FREE WHITEWATER

Daily Bread for 2.24.26: A Chant Befitting a Closed-Government Perspective

Good morning.

Tuesday in Whitewater will be windy with a high of 37. Sunrise is 6:38 and sunset is 5:38 for 10 hours 11 minutes of daytime. The moon is in its first quarter with 50.9 percent of its visible disk illuminated.

Whitewater’s Finance Committee meets at 5 PM.

On this day in 1803, in Marbury v. Madison, the Supreme Court establishes the principle of judicial review.


This libertarian blogger wrote yesterday that the Whitewater School Board’s 224-word cautionary statement before public comment during meetings will never not be funny. Those words are so obviously designed to produce a chilling effect; they are so evidently condescending toward the public from which the board members themselves are drawn. (We are, all of us, the same: neither higher nor lower, neither greater nor lesser. We are, all of us, ordinary people in a beautiful place.)

Five years of closed-government practices brought the district to this low place. This preface to public comment first appeared at board meetings only during the tenure of the last superintendent. Those who say that the past is behind us are wrong: it yet lingers and afflicts the present. See generally The Importance of Reviewing Past Policy Failures.

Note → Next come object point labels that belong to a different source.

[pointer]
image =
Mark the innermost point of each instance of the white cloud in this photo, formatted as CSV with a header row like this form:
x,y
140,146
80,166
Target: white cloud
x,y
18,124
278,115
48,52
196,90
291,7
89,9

And yet, and yet, I’m struck by how dull, how pedestrian the board’s cautionary statement is. True belief usually brings exuberance and confidence.

When the Whitewater School Board delivers its cautionary words before public comment, those words are delivered without passion. The board, although wrong in its approach, doesn’t even try to advance its approach with enthusiasm.

How odd, how strange, that it now falls to someone who advocates an open-government position to demonstrate how a true devotion to this board’s own closed and cloistered position would sound. As I’ve no singing voice, I’ll call upon technology to overcome my musical deficiencies.

A genuine devotion of the board to its own stifling words would sound like this, and would be sung with conviction:

Click above to hear a suggested devotional rendition for the Whitewater School Board.

Far better still would be for the board to abandon its five-year descent into debilitating closed government, and return to an invigorating open-government position.